Changing age for Medicare could save $113 billion but leave seniors to fend for themself
Chen Wang, Deseret News
Changing the eligibility age for Medicare from 65 to 67 could save Americans $113 billion over 10 years, but some say there are better ways to cut costs, according to a Bloomberg article.
In addition to saving money, moving the age would encourage Americans to retire later. It would, however, create some difficulties for 65 to 66 year olds and their employers.
“The greater ambition is a humane, effective and efficient health-care system — public and private, subsidized and not. Any changes to Medicare should endeavor to bring the U.S. closer to this goal,” the writers of the editorial board said in the article.
Changing would make this group pay for its own health insurance. The cost is typically more expensive than Medicare, making the net effect more expensive for health care.
Rather than changing age eligibility, President Barack Obama proposed Medicare could save by not overpaying hospitals for medical residencies. Raising premiums charged to higher-income beneficiaries could save $28 billion.
If drug makers were required to have Medicaid-level rebates for medicines for those who also qualify for Medicaid, $135 billion could be saved.
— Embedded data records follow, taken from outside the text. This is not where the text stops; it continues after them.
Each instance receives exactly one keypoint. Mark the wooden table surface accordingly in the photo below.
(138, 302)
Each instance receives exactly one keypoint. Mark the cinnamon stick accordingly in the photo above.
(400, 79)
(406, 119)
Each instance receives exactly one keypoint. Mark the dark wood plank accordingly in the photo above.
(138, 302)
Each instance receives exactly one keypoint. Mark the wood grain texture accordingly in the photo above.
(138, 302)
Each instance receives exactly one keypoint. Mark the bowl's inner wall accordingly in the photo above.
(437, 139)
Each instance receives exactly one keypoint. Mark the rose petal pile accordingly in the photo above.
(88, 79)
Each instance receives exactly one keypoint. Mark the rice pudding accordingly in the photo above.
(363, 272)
There are four other proposals along with changing age eligibility that were most popular in 2012. Combining the two-part insurances and creating a single deductible could place a limit on out-of-pocket costs to users, according to an article with WPS Health Insurance.
Other suggestions include increasing copayments on certain services like home health care, offering premium support options and cutting payments in doctors' reimbursements.